At Neustift Abbey, we are celebrating this anniversary with a diverse programme of exhibitions, artistic interventions and accompanying events. Contemporary photographers and artists engage with the medium in all its facets, opening up new perspectives on our relationship with one another, with the world around us and with the images that shape our perception.





RELATIONES – Photographic Explorations

27 June – 31 August



Featuring: Anna Anvidalfarei, Julia Bornefeld, Florian Borkenhagen, Karin Ferrari, Michael Fliri, Werner Gasser, Heinz Innerhofer & Christina Auer, Giancarlo Lamonaca, Katharina Mayr, Sissa Micheli, Anuschka Prossliner, Karin Schmuck, Michael Schmücking, Othmar Seehauser, Tiberio Sorvillo, Nicole Weniger, Gustav Willeit, Marko Zink.
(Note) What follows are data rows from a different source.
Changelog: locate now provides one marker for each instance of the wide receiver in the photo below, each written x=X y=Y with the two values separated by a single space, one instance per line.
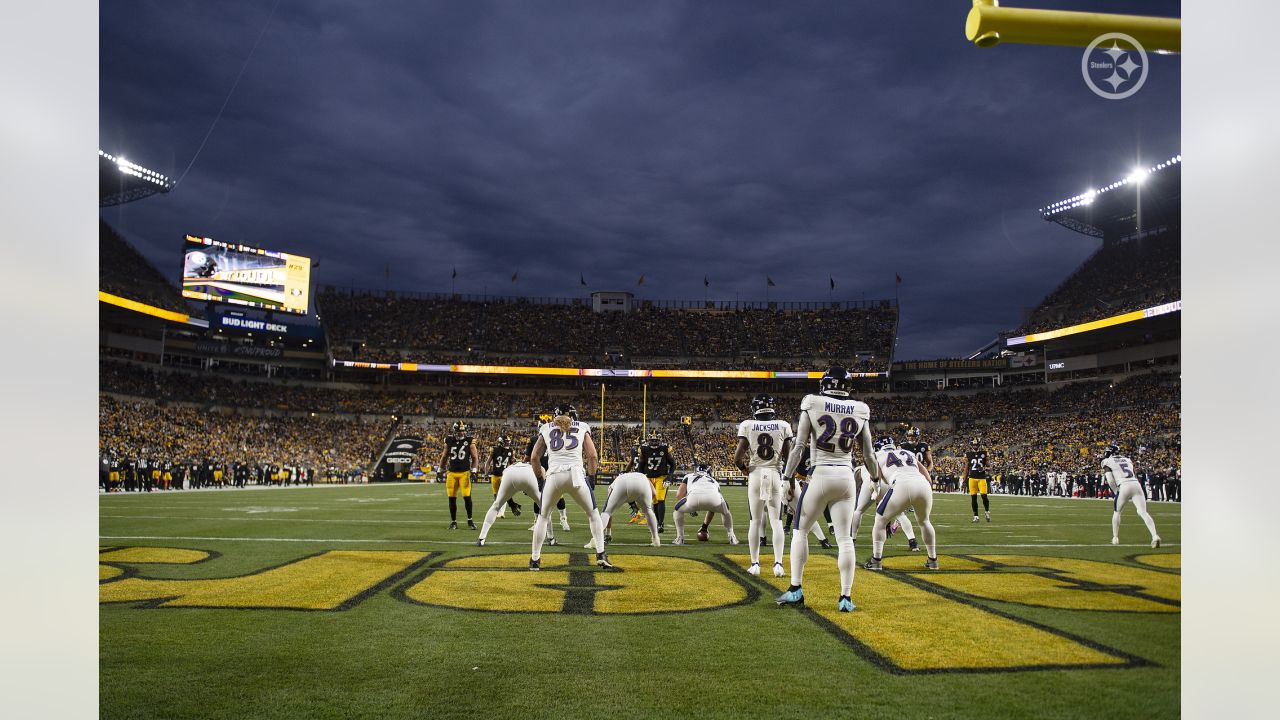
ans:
x=1119 y=473
x=458 y=458
x=763 y=442
x=831 y=423
x=571 y=458
x=908 y=487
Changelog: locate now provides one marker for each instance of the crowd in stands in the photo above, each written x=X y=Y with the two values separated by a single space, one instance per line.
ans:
x=124 y=272
x=1118 y=278
x=388 y=328
x=160 y=434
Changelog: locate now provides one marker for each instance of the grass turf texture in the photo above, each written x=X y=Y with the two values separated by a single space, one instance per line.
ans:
x=387 y=638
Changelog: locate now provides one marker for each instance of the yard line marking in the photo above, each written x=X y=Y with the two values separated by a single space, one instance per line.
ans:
x=424 y=541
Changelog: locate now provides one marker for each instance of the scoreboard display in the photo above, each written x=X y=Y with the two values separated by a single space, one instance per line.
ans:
x=240 y=274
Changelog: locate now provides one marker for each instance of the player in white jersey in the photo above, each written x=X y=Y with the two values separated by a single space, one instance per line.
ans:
x=763 y=443
x=831 y=423
x=1119 y=473
x=631 y=487
x=908 y=486
x=699 y=492
x=516 y=478
x=567 y=445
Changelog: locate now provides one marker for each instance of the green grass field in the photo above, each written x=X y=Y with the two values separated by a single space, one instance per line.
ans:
x=359 y=602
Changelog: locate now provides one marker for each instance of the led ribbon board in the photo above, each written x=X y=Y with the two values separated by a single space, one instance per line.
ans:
x=1175 y=306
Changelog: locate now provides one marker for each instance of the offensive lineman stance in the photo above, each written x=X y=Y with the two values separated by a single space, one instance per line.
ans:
x=908 y=487
x=976 y=477
x=566 y=442
x=831 y=423
x=1119 y=473
x=630 y=487
x=460 y=455
x=762 y=443
x=700 y=492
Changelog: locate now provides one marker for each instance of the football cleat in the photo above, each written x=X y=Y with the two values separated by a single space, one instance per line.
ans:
x=791 y=597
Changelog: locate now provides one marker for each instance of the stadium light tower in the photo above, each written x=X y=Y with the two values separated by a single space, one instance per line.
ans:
x=990 y=24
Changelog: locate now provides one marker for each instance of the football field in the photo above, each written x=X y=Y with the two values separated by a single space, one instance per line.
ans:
x=356 y=601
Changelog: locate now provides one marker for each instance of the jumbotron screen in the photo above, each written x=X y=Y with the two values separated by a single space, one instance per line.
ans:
x=245 y=276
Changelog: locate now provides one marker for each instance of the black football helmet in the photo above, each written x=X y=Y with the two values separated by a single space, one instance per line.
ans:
x=763 y=404
x=836 y=382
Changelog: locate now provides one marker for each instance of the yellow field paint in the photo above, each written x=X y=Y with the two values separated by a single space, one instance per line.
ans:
x=165 y=555
x=1168 y=560
x=641 y=584
x=1065 y=583
x=323 y=582
x=918 y=630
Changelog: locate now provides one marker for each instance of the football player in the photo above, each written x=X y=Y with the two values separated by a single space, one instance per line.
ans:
x=1119 y=473
x=630 y=487
x=698 y=493
x=458 y=458
x=499 y=459
x=571 y=456
x=974 y=475
x=517 y=477
x=832 y=424
x=653 y=458
x=909 y=486
x=763 y=442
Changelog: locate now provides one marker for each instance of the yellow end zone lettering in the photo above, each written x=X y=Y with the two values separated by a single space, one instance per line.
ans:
x=915 y=630
x=330 y=580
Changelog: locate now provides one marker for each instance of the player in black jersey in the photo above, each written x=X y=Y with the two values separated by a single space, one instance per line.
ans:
x=653 y=458
x=458 y=458
x=976 y=477
x=499 y=459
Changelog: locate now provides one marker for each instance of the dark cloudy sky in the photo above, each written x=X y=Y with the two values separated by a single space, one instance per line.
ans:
x=666 y=139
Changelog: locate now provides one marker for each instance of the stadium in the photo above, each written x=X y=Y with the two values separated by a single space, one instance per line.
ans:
x=279 y=533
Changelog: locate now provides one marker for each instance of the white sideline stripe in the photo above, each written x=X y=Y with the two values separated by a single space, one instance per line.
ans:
x=525 y=543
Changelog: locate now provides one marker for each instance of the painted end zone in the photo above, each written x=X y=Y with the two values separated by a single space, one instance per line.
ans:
x=909 y=629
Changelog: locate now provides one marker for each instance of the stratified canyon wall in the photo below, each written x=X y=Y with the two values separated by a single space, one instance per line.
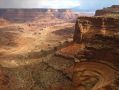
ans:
x=114 y=9
x=33 y=14
x=89 y=27
x=95 y=50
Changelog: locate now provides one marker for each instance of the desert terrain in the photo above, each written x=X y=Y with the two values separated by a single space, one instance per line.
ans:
x=55 y=50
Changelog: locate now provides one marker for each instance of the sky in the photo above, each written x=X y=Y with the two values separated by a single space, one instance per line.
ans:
x=79 y=4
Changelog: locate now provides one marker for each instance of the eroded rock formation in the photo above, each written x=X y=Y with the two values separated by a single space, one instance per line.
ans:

Curated by Sandra Mutschlechner





COMMUNITAS – Traces of Community

8 May – 25 July



As part of Photography Year 2026, the Abbey Museum presents, under the patronage of Paul Renner and in collaboration with the photography museum WestLicht Vienna, contemporary photographic positions that engage with the theme of community and its meaning between cohesion, identity, ritual, and boundaries.

COMMUNITAS – Traces of Communitywith works by

FRANCESCA CATASTINI

LORENZO BRIVIO

PETER & MIRIAM RANEBURGER

CHRISTIAN EISENBERGER





NATURA VIVA

13 June – 31 July



This artistic work, consisting of photographs, stemmed out of deep concern for the small living beings with whom we share our world. Our behaviour towards animals is the result of anthropocentrism — a sense of superiority of the human species that has grown stronger over millennia and culminates in the relationship we maintain today with nature and our fellow creatures.